The axis of movements corresponding to a null expected patient demand is parametrized by u and the new variance of the operator after the assignment is quadratic with u:

$$ \begin{aligned} \sigma^{2}=&\frac{a_{t}^{2}+b_{t}^{2}+c_{t}^{2}-a_{t}b_{t}-a_{t}c_{t}-b_{t} c_{t}}{18} \\ =&\sigma_{0}^{2}+u^{2}\frac{11-3r_{b}+5r_{b}^{2}}{18 \left( 2-r_{b} \right)^{2}}+\frac{u}{3} \left(c_{t0}-a_{t0} \right) \frac{r_{b}^{2}-r_b+1}{2-r_{b}} \end{aligned} $$

(37)

Given the possible values of c _t , a _t and r _b , σ² grows with u ≥ 0 with a positive concavity.

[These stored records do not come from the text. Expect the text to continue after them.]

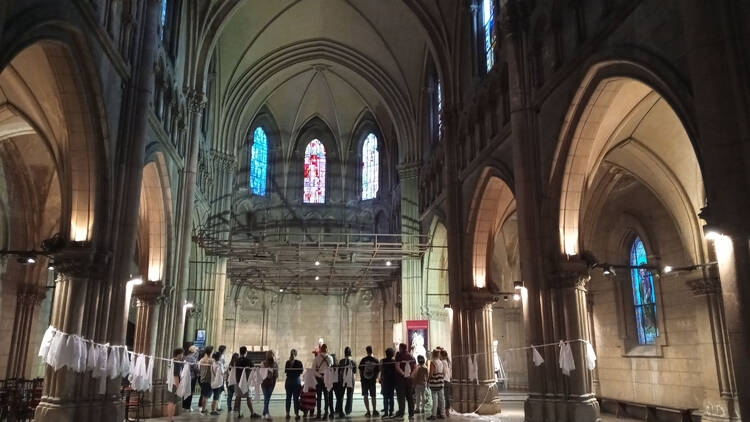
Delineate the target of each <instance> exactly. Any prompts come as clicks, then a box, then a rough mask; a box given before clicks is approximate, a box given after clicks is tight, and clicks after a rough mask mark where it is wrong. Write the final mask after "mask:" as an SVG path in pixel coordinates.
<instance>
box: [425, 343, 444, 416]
mask: <svg viewBox="0 0 750 422" xmlns="http://www.w3.org/2000/svg"><path fill="white" fill-rule="evenodd" d="M444 375H445V372H444V365H443V363H442V361H441V360H440V352H439V351H438V350H433V351H432V358H431V359H430V372H429V377H428V379H429V385H430V391H431V392H432V414H431V415H430V417H429V418H427V419H429V420H433V419H436V418H437V419H443V413H444V412H445V396H444V395H443V386H444V382H445V381H444V379H443V378H444Z"/></svg>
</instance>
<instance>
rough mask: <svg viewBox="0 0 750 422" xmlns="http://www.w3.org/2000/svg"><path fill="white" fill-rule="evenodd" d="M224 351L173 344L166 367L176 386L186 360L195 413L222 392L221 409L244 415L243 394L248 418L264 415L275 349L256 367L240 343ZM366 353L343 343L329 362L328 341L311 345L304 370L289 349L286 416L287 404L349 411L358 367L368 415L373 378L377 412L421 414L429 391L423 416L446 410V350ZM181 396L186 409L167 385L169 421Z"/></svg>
mask: <svg viewBox="0 0 750 422" xmlns="http://www.w3.org/2000/svg"><path fill="white" fill-rule="evenodd" d="M225 351H226V347H225V346H219V348H218V350H217V351H216V352H214V348H213V347H212V346H209V347H206V348H205V349H204V350H201V351H199V350H198V349H197V348H196V347H195V346H191V347H190V348H189V349H188V354H187V355H185V353H184V351H183V349H175V350H174V352H173V356H172V360H173V361H174V362H175V364H174V365H173V374H172V375H173V376H174V385H180V381H181V379H180V378H181V377H182V376H183V375H184V374H183V369H184V365H189V367H190V371H189V373H190V382H191V388H192V389H191V390H190V391H195V386H196V384H197V385H199V386H200V391H201V394H200V398H199V401H198V407H199V411H200V412H201V413H203V414H210V415H218V414H219V412H220V411H221V404H220V398H221V394H222V392H224V391H226V393H227V402H226V403H227V409H233V410H234V412H235V416H236V417H238V418H241V417H242V399H245V402H246V405H247V408H248V411H249V412H250V417H251V418H261V417H262V418H264V419H270V412H269V409H268V408H269V403H270V400H271V395H272V394H273V390H274V387H275V386H276V381H277V379H278V377H279V365H278V363H277V361H276V356H275V354H274V352H273V351H267V352H266V354H265V359H264V360H263V361H262V362H261V363H260V365H259V366H256V365H255V364H254V362H252V360H251V359H250V357H249V355H248V353H247V347H245V346H242V347H240V349H239V352H238V353H234V354H232V357H231V359H230V361H229V363H228V364H227V363H226V361H225V359H224V352H225ZM365 352H366V356H365V357H364V358H362V359H361V360H360V362H359V364H357V363H355V362H354V360H353V359H352V351H351V349H350V348H349V347H346V348H345V349H344V357H343V359H341V360H339V361H338V362H334V358H333V356H332V355H330V354H329V353H328V347H327V346H326V345H325V344H320V345H319V347H318V348H316V349H315V350H314V351H313V353H314V354H315V358H314V360H313V367H312V368H309V369H307V370H305V368H304V367H303V365H302V362H301V361H300V360H298V359H297V351H296V350H294V349H292V350H291V351H290V354H289V359H288V360H287V361H286V363H285V364H284V373H285V374H286V380H285V383H284V387H285V390H286V417H287V419H289V418H291V413H290V412H291V411H292V409H293V411H294V416H295V419H297V420H298V419H299V418H300V412H302V414H303V415H304V417H316V418H317V419H328V418H331V419H333V418H334V417H335V416H338V417H342V418H343V417H346V416H347V415H350V414H351V412H352V398H353V394H354V377H355V374H357V373H358V372H359V377H360V383H361V386H362V395H363V398H364V403H365V409H366V413H365V416H367V417H371V416H372V417H377V416H381V415H380V413H379V412H378V411H377V400H376V397H377V393H376V385H377V383H378V380H379V381H380V386H381V387H380V394H381V395H382V396H383V401H384V408H383V411H382V412H383V414H382V418H383V419H386V418H403V416H404V415H406V414H408V415H409V417H410V418H411V417H413V416H414V414H415V413H424V411H425V405H426V403H427V400H426V399H427V394H428V393H427V392H428V391H429V392H430V394H431V398H432V408H431V414H430V416H429V417H428V418H427V419H430V420H431V419H442V418H444V417H446V416H449V409H450V392H451V383H450V380H451V361H450V359H449V358H448V353H447V351H446V350H444V349H442V348H437V349H435V350H433V351H432V352H431V353H429V355H430V356H429V361H427V360H426V359H425V356H422V355H419V356H417V358H416V359H415V358H414V356H413V355H412V354H411V353H410V352H409V350H407V347H406V344H403V343H402V344H400V345H399V347H398V351H397V352H394V350H393V349H392V348H388V349H387V350H386V351H385V358H384V359H381V360H378V359H377V358H376V357H374V356H373V351H372V347H371V346H367V347H366V348H365ZM255 368H260V369H259V373H260V374H261V375H260V379H259V380H258V381H259V384H260V388H261V390H262V392H263V413H262V416H261V415H258V414H257V413H256V412H255V411H254V410H253V403H252V400H251V397H250V394H249V388H247V387H246V386H247V380H248V379H249V378H250V376H251V375H250V374H251V371H252V370H253V369H255ZM186 371H187V370H186ZM243 383H244V384H243ZM243 386H244V387H243ZM334 395H335V397H336V400H335V406H334ZM394 395H395V399H396V403H394ZM209 402H210V403H211V405H210V407H211V410H210V411H209V410H208V407H209ZM180 403H182V407H183V409H186V410H191V405H192V396H188V397H186V398H184V399H182V398H180V397H179V396H178V395H177V393H176V391H169V392H168V405H167V416H168V417H169V420H170V421H171V420H173V417H174V413H175V408H176V406H177V405H178V404H180ZM395 404H398V410H396V409H395ZM316 411H317V412H316Z"/></svg>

The operator movement is in the first quadrant of the plane t, u. However, a further constraint between μ _patient and σ _patient has to be introduced for avoiding negative values of patient demand. This is μ _patient  ≥ H σ _patient , where H is a coefficient depending on the distribution \(\Uppsi\) (\(H=\sqrt{3}\) for the uniform distribution).

In the plane t − u, the curve \(\mu_{patient}=\sqrt{3} \sigma_{patient}\) is determined with the condition \(\left( \mu-\mu_0 \right)^{2}=3\left(\sigma^{2}-\sigma_{0}^{2}\right)\). After some manipulations, this results in the following equation:

$$ \frac{\left(u+u^{*}\right)^{2}}{P^{2}}-\frac{t^{2}}{Q^{2}}=1 $$

(38)

with:

$$ \begin{aligned} u^{*}=&P=\frac{3 \left(c_{t0}-a_{t0} \right) \left(2-r_{b} \right) \left( r_{b}^{2}-r_{b}+1 \right)}{11-3r_{b}+5r_{b}^{2}}\\ Q=&\frac{\left(c_{t0}-a_{t0} \right) \left(r_{b}^2-r_{b}+1 \right)}{\sqrt{2} \sqrt{11-3r_{b}+5r_{b}^{2}}} \end{aligned} $$

(39)

This is an hyperbola (Fig. 10) with semiaxes P and Q, the foci on axis u, one vertex in the origin of the plane t, u and the other vertex for u < 0 (the distance between the vertices is proportional to c _t0 − a _t0). The slope of the asymptotes is constant (Q/P is independent of the coordinates of the operator point).

The admissible movement is over this hyperbola. Hence, the movement area is a region on the right of the operator point, included between a straight line (Eq. (36)) and a hyperbola (Eq. (38)).

In this area, the coordinates t and u of the operator after the assignment are obtained from the expected value and the standard deviation of the new patient’s demand Y, based on Eqs. (36) and (37). Different zones can be distinguished, depending on the new patient’s demand (Fig. 10). Considering the data collected from the analyzed HC provider, these zones correspond to the different types of patients (Fig. 10): Extemporary Care patients with low level of demand, Integrated HC patients with a relevant number of visits with a certain variability, and Palliative Care patients with high level of demand associated with low variability (Table 7).